There are two files: one adds simply the User-Agent because some
websites does not like HTTP/1.0 requests without an User-Agent header;
the second one implements a simple redirect mechanism if the first
HEAD request returns a response with a Location header.
Tried with:
settrans -facg /tmp/site ./httpfs -D -L 1 gnu.org/
In the HTML parser for parsing tmp
Connecting to gnu.org via gnu.org:80
HTTP Protocol Verified. Status: 301
Connecting to www.gnu.org via www.gnu.org:80
HTTP Protocol Verified. Status: 200
entering the main loop
ls -1 /tmp/site/
filling out dir tmp
index.html
cat /tmp/site/index.html
Connecting to www.gnu.org via www.gnu.org:80
HTTP Protocol Verified. Status: 200
I have a question: in the next patch shall I focus on removing the
HEAD and using only a GET ? Because this patch does not handle the
case if eventually the GET request replies with a Location header.

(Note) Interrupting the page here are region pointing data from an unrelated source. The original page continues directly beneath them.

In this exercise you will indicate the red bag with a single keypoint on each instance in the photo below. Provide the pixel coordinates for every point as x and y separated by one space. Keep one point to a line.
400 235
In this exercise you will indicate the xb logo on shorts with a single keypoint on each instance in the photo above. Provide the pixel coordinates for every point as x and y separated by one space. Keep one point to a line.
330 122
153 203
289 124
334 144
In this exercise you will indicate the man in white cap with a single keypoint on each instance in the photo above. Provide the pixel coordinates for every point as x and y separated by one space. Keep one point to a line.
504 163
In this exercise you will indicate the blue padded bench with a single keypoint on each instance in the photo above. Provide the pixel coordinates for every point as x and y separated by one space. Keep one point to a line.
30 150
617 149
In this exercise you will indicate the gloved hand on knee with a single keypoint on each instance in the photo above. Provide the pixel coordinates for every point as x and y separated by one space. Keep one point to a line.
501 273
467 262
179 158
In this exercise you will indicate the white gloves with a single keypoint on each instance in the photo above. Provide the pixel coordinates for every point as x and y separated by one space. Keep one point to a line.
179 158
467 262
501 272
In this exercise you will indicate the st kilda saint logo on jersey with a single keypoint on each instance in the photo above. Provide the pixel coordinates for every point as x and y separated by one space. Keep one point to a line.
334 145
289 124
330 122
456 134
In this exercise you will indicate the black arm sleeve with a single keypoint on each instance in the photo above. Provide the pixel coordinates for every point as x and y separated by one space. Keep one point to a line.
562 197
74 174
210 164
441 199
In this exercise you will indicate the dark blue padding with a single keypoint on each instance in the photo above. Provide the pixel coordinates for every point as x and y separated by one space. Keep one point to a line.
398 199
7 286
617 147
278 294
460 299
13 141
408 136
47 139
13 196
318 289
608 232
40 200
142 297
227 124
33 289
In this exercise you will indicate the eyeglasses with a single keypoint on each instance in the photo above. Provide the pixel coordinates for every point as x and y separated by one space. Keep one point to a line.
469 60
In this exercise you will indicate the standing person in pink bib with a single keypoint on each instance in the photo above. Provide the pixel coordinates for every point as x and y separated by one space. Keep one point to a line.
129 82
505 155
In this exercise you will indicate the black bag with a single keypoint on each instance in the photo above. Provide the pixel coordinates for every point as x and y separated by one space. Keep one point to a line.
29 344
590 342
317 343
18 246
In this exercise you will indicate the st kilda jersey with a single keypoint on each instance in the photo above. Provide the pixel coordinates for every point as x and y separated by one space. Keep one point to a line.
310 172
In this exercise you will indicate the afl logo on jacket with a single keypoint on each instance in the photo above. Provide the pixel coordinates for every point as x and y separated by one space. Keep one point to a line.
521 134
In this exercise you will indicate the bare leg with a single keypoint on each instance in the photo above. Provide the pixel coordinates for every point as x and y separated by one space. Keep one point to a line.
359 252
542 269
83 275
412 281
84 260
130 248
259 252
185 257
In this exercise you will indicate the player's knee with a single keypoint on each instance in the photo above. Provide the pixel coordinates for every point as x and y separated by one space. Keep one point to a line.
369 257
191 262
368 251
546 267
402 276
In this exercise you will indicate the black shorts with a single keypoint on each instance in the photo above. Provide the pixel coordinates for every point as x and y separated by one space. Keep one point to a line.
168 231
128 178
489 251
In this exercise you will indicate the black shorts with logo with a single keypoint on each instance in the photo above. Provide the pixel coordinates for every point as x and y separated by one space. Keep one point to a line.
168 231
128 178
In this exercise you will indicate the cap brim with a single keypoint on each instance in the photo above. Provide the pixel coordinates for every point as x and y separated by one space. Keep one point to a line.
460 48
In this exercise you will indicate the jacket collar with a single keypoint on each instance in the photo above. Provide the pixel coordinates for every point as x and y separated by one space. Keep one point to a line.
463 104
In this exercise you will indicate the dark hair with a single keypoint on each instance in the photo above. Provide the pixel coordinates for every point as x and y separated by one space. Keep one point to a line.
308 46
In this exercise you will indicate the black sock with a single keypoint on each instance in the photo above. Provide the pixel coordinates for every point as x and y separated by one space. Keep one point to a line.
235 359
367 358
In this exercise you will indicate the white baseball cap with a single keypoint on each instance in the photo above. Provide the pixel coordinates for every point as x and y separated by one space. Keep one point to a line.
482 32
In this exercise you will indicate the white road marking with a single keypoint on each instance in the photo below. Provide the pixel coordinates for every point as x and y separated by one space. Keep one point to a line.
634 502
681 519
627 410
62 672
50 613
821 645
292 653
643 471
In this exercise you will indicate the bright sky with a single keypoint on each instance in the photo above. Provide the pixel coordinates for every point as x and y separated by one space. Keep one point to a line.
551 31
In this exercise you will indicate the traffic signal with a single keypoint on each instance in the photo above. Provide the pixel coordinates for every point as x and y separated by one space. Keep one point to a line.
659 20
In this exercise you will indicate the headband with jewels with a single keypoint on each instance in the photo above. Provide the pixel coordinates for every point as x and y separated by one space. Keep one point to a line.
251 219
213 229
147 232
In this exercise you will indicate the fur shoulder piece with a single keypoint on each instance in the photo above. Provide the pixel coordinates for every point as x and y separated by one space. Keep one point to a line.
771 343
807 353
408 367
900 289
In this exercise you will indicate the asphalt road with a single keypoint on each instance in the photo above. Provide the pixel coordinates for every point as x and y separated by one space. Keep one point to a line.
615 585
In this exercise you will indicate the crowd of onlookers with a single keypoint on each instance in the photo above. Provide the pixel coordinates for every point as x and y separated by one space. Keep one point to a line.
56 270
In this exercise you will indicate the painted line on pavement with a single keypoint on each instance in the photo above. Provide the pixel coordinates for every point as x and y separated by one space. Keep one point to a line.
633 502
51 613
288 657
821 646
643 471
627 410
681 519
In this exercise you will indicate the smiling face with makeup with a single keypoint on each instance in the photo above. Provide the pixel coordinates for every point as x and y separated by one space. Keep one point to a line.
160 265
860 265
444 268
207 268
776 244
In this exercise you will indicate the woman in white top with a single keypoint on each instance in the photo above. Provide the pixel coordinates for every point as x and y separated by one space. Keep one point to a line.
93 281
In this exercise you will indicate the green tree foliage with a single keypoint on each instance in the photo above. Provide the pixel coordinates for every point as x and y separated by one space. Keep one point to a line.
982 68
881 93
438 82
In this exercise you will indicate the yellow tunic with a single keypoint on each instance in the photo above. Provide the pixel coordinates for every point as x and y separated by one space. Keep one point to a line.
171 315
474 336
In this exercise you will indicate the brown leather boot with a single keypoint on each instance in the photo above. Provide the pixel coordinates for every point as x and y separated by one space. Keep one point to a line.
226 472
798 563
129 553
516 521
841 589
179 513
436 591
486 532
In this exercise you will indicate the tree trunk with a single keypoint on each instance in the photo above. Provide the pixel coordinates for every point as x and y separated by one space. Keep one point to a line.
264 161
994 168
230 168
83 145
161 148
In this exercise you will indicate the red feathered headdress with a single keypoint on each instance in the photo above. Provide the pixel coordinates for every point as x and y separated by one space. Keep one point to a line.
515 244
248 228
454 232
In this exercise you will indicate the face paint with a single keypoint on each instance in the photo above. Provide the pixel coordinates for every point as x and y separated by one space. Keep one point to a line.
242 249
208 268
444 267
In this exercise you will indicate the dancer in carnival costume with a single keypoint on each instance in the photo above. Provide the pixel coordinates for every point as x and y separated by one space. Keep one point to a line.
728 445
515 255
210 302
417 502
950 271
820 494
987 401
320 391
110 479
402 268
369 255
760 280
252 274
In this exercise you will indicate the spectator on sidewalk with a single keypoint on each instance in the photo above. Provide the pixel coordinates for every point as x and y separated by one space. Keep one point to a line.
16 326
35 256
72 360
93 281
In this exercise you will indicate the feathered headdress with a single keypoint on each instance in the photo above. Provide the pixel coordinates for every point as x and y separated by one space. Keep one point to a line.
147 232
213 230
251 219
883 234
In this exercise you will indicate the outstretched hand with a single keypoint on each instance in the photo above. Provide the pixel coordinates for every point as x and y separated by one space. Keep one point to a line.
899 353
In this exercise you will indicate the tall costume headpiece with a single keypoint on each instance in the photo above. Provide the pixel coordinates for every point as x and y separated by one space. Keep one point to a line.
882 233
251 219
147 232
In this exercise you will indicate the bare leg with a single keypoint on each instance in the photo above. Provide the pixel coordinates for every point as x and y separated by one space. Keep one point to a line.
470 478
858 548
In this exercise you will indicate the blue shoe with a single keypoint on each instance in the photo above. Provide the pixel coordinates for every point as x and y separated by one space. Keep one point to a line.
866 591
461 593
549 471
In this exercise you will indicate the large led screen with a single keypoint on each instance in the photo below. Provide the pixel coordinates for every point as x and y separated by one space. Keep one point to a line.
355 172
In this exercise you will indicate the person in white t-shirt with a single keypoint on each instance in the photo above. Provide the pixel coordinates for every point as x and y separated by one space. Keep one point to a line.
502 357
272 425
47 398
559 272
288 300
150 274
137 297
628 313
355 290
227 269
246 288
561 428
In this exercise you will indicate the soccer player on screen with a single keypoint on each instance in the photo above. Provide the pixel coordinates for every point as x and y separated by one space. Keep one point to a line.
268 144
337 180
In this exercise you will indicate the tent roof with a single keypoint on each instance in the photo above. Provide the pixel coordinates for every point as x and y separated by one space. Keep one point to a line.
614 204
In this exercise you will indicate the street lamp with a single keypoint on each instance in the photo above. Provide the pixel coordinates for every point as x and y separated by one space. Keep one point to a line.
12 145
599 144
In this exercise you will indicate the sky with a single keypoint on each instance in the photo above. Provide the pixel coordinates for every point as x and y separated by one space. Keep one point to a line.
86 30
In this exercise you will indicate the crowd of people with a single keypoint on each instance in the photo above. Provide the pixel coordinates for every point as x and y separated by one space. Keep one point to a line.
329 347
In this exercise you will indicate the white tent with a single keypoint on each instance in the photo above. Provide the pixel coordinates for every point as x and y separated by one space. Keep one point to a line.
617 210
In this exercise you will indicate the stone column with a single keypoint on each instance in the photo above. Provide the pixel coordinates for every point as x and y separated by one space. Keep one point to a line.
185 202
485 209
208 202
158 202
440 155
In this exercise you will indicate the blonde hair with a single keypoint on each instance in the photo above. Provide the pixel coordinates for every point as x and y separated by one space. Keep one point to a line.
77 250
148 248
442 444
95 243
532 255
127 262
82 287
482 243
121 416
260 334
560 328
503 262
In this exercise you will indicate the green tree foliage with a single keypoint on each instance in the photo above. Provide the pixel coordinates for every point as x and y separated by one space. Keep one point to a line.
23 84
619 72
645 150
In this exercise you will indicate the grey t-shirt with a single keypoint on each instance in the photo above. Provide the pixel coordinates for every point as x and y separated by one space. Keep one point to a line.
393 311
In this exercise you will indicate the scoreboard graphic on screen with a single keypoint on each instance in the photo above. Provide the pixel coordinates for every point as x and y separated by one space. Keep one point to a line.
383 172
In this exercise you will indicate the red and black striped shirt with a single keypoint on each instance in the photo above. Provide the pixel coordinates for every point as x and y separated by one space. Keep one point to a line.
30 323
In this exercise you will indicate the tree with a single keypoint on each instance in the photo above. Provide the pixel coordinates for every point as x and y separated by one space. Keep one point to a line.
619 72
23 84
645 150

PS: the result after ls command is much longer but i cut it off for brevity.
Sincerely,
Gianluca
Looking at just the HEAD handling loop ...
Index: httpfs/http.c
===================================================================
--- httpfs.orig/http.c
+++ httpfs/http.c
@@ -187,72 +187,142 @@ error_t open_connection(struct netnode *
size_t towrite;
char buffer[4096];
ssize_t bytes_read;
+ int redirects_followed = 0;
- /* 1. Target selection.
- * If ip_addr (proxy global variable) is set, we use it.
- * Otherwise we use the node URL.
- */
- const char *target_host = (strcmp (ip_addr, "0.0.0.0") != 0) ? ip_addr :
node->url;
-
- /* 2. Agnostic resolution (IPv4/IPv6) */
- if ((err = lookup_host (target_host, &server_addr, &addr_len, &sock_type,
&protocol)) != 0) {
- fprintf (stderr, "Cannot resolve host: %s\n", target_host);
- return err;
- }
+ while (1) {
+ if (redirects_followed > max_redirects)
+ return ELOOP;
+
+ /* 1. Target selection.
+ * If ip_addr (proxy global variable) is set, we use it.
+ * Otherwise we use the node URL.
+ */
+ const char *target_host = (strcmp (ip_addr, "0.0.0.0") != 0) ?
ip_addr : node->url;
+
+ /* 2. Agnostic resolution (IPv4/IPv6) */
+ if ((err = lookup_host (target_host, &server_addr, &addr_len,
&sock_type, &protocol)) != 0) {
+ fprintf (stderr, "Cannot resolve host: %s\n",
target_host);
+ return err;
+ }
Might be better to have this as a do {...} while (!err) loop, since at
least one attempt should always happen.
I may be wrong, but isn't while (1) always true and it will iterate at
least once like a do-while ?
Both iterate once, but do-while is a lot harder to become an infinite
loop by accident.
HTH
Amos